The present invention is described in detail below.
The catalyst for decomposing nitrous oxide of the present invention is a catalyst capable of decomposing nitrous oxide having a concentration over the range from low to high. The nitrous oxide contained in a waste anesthetic gas discharged from an operating room is somewhat diluted with compressed air. But it still has a very high concentration of 70% or less. However, the catalyst for decomposing nitrous oxide of the present invention can cope with this high concentration.
Also, the catalyst for decomposing nitrous oxide of the present invention can recover the activity through activation and regeneration even when deteriorated due to a volatile anesthetic contained in a waste anesthetic gas.

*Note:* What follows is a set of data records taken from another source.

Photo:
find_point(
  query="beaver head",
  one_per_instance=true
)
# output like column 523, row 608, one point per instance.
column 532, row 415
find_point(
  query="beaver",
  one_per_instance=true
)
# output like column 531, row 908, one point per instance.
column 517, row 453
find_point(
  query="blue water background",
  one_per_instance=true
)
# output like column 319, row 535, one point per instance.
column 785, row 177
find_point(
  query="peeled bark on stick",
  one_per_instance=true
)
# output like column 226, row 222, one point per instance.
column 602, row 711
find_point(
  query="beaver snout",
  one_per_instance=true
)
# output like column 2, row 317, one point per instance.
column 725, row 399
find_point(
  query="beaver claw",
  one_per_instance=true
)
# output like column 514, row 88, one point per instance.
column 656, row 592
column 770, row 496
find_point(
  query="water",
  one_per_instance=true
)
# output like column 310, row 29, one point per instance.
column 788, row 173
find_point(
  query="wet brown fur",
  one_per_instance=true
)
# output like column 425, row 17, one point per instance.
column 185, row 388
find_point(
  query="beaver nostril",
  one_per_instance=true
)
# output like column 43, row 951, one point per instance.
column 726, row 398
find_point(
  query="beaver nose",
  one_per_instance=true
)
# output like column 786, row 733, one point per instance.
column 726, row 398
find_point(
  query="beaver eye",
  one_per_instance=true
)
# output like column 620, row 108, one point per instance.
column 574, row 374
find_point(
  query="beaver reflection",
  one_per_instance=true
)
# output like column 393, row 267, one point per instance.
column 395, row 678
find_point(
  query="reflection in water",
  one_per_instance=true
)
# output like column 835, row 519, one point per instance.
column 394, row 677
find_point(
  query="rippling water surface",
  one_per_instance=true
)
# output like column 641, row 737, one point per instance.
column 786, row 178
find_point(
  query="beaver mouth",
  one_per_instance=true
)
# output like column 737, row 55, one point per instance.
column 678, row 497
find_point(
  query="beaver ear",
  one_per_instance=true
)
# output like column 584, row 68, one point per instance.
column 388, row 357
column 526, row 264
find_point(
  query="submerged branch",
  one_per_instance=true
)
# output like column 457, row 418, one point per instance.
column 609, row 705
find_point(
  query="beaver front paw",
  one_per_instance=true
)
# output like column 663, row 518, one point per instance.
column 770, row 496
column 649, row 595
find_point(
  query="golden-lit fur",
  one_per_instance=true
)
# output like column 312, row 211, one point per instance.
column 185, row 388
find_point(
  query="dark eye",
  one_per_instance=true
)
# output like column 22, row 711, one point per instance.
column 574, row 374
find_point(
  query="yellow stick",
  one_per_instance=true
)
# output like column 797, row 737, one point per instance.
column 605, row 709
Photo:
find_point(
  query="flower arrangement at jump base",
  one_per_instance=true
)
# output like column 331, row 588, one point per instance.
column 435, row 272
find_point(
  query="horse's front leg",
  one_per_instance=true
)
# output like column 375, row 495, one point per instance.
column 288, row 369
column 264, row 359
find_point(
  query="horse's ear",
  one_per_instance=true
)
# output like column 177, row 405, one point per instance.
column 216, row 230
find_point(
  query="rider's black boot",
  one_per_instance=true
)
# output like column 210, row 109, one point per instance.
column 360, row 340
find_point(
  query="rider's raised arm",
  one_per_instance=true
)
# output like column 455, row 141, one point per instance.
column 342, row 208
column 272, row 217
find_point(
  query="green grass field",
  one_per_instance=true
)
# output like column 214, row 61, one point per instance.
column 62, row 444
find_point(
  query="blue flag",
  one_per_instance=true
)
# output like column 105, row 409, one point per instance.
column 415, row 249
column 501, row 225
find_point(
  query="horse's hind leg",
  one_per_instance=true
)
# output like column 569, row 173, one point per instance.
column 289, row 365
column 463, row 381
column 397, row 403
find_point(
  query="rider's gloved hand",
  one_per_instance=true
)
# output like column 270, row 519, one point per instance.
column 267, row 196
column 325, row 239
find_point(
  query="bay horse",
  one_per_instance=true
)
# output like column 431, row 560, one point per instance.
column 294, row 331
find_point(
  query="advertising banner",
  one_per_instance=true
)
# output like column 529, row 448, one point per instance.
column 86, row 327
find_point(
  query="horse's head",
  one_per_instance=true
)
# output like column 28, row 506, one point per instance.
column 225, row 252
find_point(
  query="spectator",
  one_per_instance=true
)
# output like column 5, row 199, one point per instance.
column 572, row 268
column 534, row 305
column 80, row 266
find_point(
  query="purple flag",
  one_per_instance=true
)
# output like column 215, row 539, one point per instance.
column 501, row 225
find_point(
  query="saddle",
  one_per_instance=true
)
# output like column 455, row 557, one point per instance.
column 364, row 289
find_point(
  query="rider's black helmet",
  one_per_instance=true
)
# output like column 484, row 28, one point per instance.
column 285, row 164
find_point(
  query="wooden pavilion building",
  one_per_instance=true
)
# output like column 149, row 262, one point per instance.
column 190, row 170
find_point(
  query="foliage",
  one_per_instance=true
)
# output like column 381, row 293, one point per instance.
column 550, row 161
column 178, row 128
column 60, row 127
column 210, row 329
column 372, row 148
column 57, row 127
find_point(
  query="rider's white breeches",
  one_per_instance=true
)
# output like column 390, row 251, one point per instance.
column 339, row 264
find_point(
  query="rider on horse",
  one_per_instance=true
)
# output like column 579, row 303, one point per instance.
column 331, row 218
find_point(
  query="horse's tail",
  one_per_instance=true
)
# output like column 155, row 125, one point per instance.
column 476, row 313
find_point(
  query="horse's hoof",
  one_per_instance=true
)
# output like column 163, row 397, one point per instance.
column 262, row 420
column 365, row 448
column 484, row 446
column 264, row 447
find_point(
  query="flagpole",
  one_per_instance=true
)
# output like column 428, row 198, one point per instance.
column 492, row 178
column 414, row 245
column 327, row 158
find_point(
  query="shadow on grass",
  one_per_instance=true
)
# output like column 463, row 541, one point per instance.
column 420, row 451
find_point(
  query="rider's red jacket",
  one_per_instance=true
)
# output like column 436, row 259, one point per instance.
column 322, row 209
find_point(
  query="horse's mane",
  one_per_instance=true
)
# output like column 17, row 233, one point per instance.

Moreover, the catalyst for decomposing nitrous oxide of the present invention can decompose nitrous oxide at a relatively low temperature, is less deteriorated in the activity due to moisture even when moisture is present together, can control the amount of NOx generated to the allowable concentration or less and can reduce the amount of NOx generated to the level of about 1/10 to 1/100 as compared with conventional decomposition catalysts.
The catalyst for decomposing nitrous oxide of the present invention is characterized by containing as an essential component at least one noble metal selected from the group consisting of rhodium, ruthenium and palladium, and any one of the following catalysts (1) to (3) can be used.
(1) A catalyst obtained by loading at least one noble metal selected from the group (a) consisting of rhodium, ruthenium and palladium on a support selected from silica or silica alumina.
(2) A catalyst obtained by loading at least one noble metal selected from the group (a) consisting of rhodium, ruthenium and palladium, (b) aluminum and at least one metal selected from the group (c) consisting of zinc, iron and manganese on a silica support.
(3) A catalyst obtained by loading at least one noble metal selected from the group (a) consisting of rhodium, ruthenium and palladium and at least one metal selected from the group (d) consisting of magnesium, zinc, iron and manganese on a silica alumina support.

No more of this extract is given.